All state prisoners have been COMPAS-screened since 2009. “As defense attorneys, you are seeing COMPAS come up at parole hearings,” McCann said. However, “the report is not intended to determine the length of sentences.”

The COMPAS questionnaire contains 137 questions, covering areas such as criminal history, gang association, crime in the offender’s neighborhood, access to and perceived need for guns, income, education and so on. Offenders can answer the questions themselves or they can be administered by trained personnel using scripts or they can be presented more “dynamically.” 

The answers are entered into the COMPAS database to determine the offender’s “risk assessment” from 1 to 10, where 1 is low risk and 10 is high risk. Areas of risk include violence, recidivism, noncompliance and failure to report. Further, populations are rated differently.
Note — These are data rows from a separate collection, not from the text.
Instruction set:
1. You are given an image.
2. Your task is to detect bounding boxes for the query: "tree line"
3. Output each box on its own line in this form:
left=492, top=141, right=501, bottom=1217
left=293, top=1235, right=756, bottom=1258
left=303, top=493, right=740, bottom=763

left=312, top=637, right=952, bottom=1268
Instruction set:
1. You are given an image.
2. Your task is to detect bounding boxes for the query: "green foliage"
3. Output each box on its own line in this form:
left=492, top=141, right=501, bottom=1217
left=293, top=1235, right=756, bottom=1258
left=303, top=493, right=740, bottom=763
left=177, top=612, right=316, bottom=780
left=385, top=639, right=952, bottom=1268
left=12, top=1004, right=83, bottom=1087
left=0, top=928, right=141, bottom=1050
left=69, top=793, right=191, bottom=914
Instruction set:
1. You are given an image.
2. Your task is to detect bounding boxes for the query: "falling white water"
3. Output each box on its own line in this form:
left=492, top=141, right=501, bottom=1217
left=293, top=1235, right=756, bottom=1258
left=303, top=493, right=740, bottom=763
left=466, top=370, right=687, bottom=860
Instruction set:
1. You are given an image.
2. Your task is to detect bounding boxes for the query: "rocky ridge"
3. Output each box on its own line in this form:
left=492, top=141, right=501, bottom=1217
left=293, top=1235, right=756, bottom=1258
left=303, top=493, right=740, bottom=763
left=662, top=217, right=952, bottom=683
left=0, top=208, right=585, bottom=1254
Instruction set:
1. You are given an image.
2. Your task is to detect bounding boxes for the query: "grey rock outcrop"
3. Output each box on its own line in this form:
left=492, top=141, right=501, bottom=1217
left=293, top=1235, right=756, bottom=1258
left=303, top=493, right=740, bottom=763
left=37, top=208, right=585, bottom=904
A woman defendant will always be rated a lower risk than a man even though they answered the questions identically. 

“COMPAS explicitly considers gender, age and socioeconomic factors in evaluating risk,” McCann said. “This flies in the face of Michigan law concerning individual versus group sentencing. We’re doing our utmost to challenge this.”
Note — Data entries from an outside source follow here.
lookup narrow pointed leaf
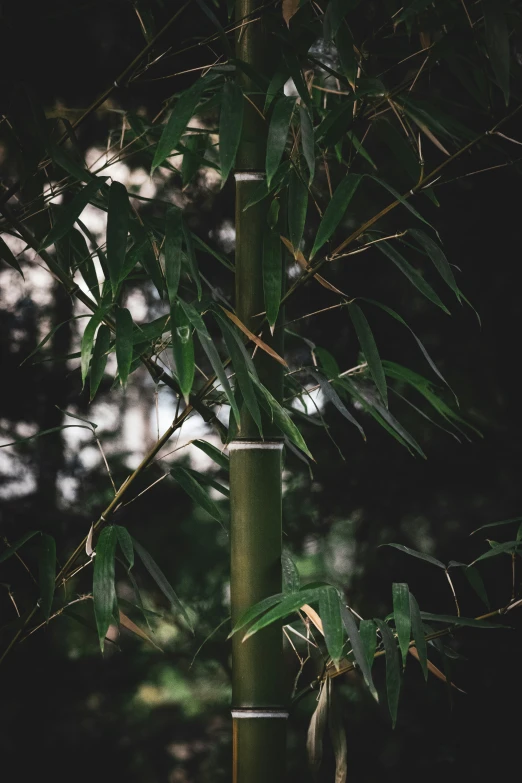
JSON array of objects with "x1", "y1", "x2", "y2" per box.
[
  {"x1": 106, "y1": 182, "x2": 130, "y2": 294},
  {"x1": 38, "y1": 533, "x2": 56, "y2": 621},
  {"x1": 92, "y1": 526, "x2": 117, "y2": 652},
  {"x1": 410, "y1": 593, "x2": 428, "y2": 681},
  {"x1": 310, "y1": 174, "x2": 361, "y2": 260},
  {"x1": 266, "y1": 96, "x2": 295, "y2": 187},
  {"x1": 319, "y1": 587, "x2": 343, "y2": 668},
  {"x1": 219, "y1": 81, "x2": 244, "y2": 184},
  {"x1": 392, "y1": 582, "x2": 411, "y2": 667},
  {"x1": 375, "y1": 618, "x2": 401, "y2": 728}
]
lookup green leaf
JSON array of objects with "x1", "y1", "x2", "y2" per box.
[
  {"x1": 392, "y1": 582, "x2": 411, "y2": 668},
  {"x1": 132, "y1": 538, "x2": 192, "y2": 630},
  {"x1": 0, "y1": 237, "x2": 24, "y2": 277},
  {"x1": 170, "y1": 302, "x2": 196, "y2": 405},
  {"x1": 341, "y1": 603, "x2": 379, "y2": 701},
  {"x1": 192, "y1": 438, "x2": 230, "y2": 473},
  {"x1": 263, "y1": 230, "x2": 283, "y2": 327},
  {"x1": 375, "y1": 242, "x2": 449, "y2": 315},
  {"x1": 252, "y1": 378, "x2": 313, "y2": 460},
  {"x1": 319, "y1": 587, "x2": 344, "y2": 668},
  {"x1": 151, "y1": 74, "x2": 212, "y2": 174},
  {"x1": 40, "y1": 177, "x2": 107, "y2": 250},
  {"x1": 381, "y1": 544, "x2": 446, "y2": 571},
  {"x1": 92, "y1": 525, "x2": 117, "y2": 652},
  {"x1": 219, "y1": 81, "x2": 244, "y2": 185},
  {"x1": 38, "y1": 533, "x2": 56, "y2": 622},
  {"x1": 105, "y1": 182, "x2": 130, "y2": 295},
  {"x1": 170, "y1": 466, "x2": 223, "y2": 525},
  {"x1": 116, "y1": 307, "x2": 134, "y2": 386},
  {"x1": 114, "y1": 525, "x2": 134, "y2": 571},
  {"x1": 482, "y1": 0, "x2": 510, "y2": 106},
  {"x1": 165, "y1": 207, "x2": 183, "y2": 307},
  {"x1": 299, "y1": 106, "x2": 315, "y2": 185},
  {"x1": 375, "y1": 618, "x2": 401, "y2": 728},
  {"x1": 310, "y1": 174, "x2": 362, "y2": 260},
  {"x1": 266, "y1": 96, "x2": 295, "y2": 187},
  {"x1": 348, "y1": 304, "x2": 388, "y2": 408},
  {"x1": 288, "y1": 169, "x2": 308, "y2": 250},
  {"x1": 214, "y1": 311, "x2": 263, "y2": 437},
  {"x1": 180, "y1": 300, "x2": 240, "y2": 427},
  {"x1": 241, "y1": 587, "x2": 325, "y2": 641},
  {"x1": 410, "y1": 593, "x2": 428, "y2": 681},
  {"x1": 0, "y1": 530, "x2": 41, "y2": 563},
  {"x1": 89, "y1": 324, "x2": 111, "y2": 401}
]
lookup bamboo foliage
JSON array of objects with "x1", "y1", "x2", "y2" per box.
[{"x1": 0, "y1": 0, "x2": 522, "y2": 783}]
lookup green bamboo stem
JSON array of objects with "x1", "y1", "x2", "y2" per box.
[{"x1": 230, "y1": 0, "x2": 287, "y2": 783}]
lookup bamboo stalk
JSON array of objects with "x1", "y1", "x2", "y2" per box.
[{"x1": 230, "y1": 0, "x2": 287, "y2": 783}]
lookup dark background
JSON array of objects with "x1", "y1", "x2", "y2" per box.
[{"x1": 0, "y1": 2, "x2": 522, "y2": 783}]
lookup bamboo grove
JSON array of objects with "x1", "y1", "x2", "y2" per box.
[{"x1": 0, "y1": 0, "x2": 522, "y2": 783}]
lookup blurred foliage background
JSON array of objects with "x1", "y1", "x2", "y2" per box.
[{"x1": 0, "y1": 0, "x2": 522, "y2": 783}]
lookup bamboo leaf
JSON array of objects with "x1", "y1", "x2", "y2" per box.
[
  {"x1": 319, "y1": 587, "x2": 343, "y2": 669},
  {"x1": 0, "y1": 530, "x2": 41, "y2": 563},
  {"x1": 310, "y1": 174, "x2": 361, "y2": 261},
  {"x1": 375, "y1": 618, "x2": 401, "y2": 728},
  {"x1": 0, "y1": 237, "x2": 24, "y2": 277},
  {"x1": 381, "y1": 544, "x2": 446, "y2": 571},
  {"x1": 288, "y1": 170, "x2": 308, "y2": 250},
  {"x1": 116, "y1": 307, "x2": 134, "y2": 386},
  {"x1": 266, "y1": 96, "x2": 295, "y2": 187},
  {"x1": 92, "y1": 525, "x2": 117, "y2": 652},
  {"x1": 165, "y1": 207, "x2": 183, "y2": 307},
  {"x1": 132, "y1": 538, "x2": 192, "y2": 630},
  {"x1": 348, "y1": 304, "x2": 388, "y2": 408},
  {"x1": 375, "y1": 242, "x2": 449, "y2": 315},
  {"x1": 40, "y1": 177, "x2": 106, "y2": 250},
  {"x1": 170, "y1": 301, "x2": 196, "y2": 404},
  {"x1": 410, "y1": 593, "x2": 428, "y2": 681},
  {"x1": 114, "y1": 525, "x2": 134, "y2": 571},
  {"x1": 38, "y1": 533, "x2": 56, "y2": 622},
  {"x1": 192, "y1": 438, "x2": 230, "y2": 473},
  {"x1": 482, "y1": 0, "x2": 509, "y2": 106},
  {"x1": 241, "y1": 586, "x2": 325, "y2": 641},
  {"x1": 252, "y1": 378, "x2": 315, "y2": 461},
  {"x1": 106, "y1": 181, "x2": 130, "y2": 296},
  {"x1": 219, "y1": 81, "x2": 243, "y2": 185},
  {"x1": 341, "y1": 603, "x2": 379, "y2": 701},
  {"x1": 89, "y1": 324, "x2": 111, "y2": 402},
  {"x1": 170, "y1": 465, "x2": 223, "y2": 525},
  {"x1": 392, "y1": 582, "x2": 411, "y2": 668},
  {"x1": 263, "y1": 230, "x2": 283, "y2": 329}
]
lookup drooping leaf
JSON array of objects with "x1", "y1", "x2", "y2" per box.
[
  {"x1": 89, "y1": 324, "x2": 111, "y2": 401},
  {"x1": 375, "y1": 618, "x2": 401, "y2": 728},
  {"x1": 410, "y1": 593, "x2": 428, "y2": 680},
  {"x1": 132, "y1": 538, "x2": 192, "y2": 629},
  {"x1": 348, "y1": 304, "x2": 388, "y2": 408},
  {"x1": 319, "y1": 587, "x2": 343, "y2": 668},
  {"x1": 266, "y1": 95, "x2": 295, "y2": 187},
  {"x1": 165, "y1": 207, "x2": 183, "y2": 307},
  {"x1": 170, "y1": 465, "x2": 223, "y2": 525},
  {"x1": 116, "y1": 307, "x2": 134, "y2": 386},
  {"x1": 310, "y1": 174, "x2": 361, "y2": 260},
  {"x1": 38, "y1": 533, "x2": 56, "y2": 622},
  {"x1": 341, "y1": 603, "x2": 379, "y2": 701},
  {"x1": 92, "y1": 525, "x2": 117, "y2": 652},
  {"x1": 219, "y1": 81, "x2": 244, "y2": 184},
  {"x1": 392, "y1": 582, "x2": 411, "y2": 668},
  {"x1": 263, "y1": 230, "x2": 283, "y2": 327},
  {"x1": 170, "y1": 302, "x2": 196, "y2": 404},
  {"x1": 105, "y1": 181, "x2": 130, "y2": 295}
]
She again noted that while Northpointe did not design COMPAS for sentencing, “it appears the DoC may want to use this for sentencing. On individual cases, you may want to ask the judge to strike it.”

Evidence-based risk assessment of offenders is being done in other states, McCann said, and there have been challenges. The Indiana Supreme Court has sanctioned it, she said. 

The defense attorneys present questioned the reliability and accuracy of the COMPAS reports, citing “garbage in, garbage out.” McCann urged defense attorneys to obtain their clients’ answered questionnaires to look for inaccuracies. Others wondered whether offenders would have the right to have an attorney present when answering the questionnaire. “Generally not,” the SADO assistant defender said, “but they can’t not be there either.”

McCann said the accuracy of COMPAS-type risk assessments is said to be 76 percent, 64 percent for African-Americans. “Foremost, we can argue COMPAS results are not reliable enough,” she said. “We should at least consider the inadmissibility of the results.”

A defense attorney from Genesee County opined that an offender can refuse to answer questions on Fifth Amendment grounds, but McCann countered, “I’m sure they are not going to write it up favorably.”

The leading scholar in the field of evidence-based risk assessment is Sonja B. Starr of the University of Michigan Law School, author of “Evidence-Based Sentencing and the Scientific Rationalization of Discrimination.” She was in attendance at the Cooley simulcast in Ann Arbor.

 “Sonya Starr’s research in evidence-based sentencing is tremendous,” McCowan of SADO said, “and basically what this is based on today.”

Starr called evidence-based assessments such as COMPAS “statistical generalizations.” Most of the legal objections she enumerates have been found in the parole process, she said.

“There really haven’t been constitutional challenges on this,” Starr said. 

She also questioned the reported accuracy of evidence-based tools such as COMPAS. “The 76 percent accuracy figure makes these instruments seem more accurate than they are,” she said. “Perfect chance accuracy is 50 percent. A coin flip will get it right half the time.”

Another attorney questioned whether it would be in the offender’s best interest to not answer the COMPAS questions under Fifth Amendment grounds, especially if answering them would result in a higher risk assessment.

“We’re certainly in a brave new world with this stuff,” public defender McCann said. “Any objection you can make is worth trying.”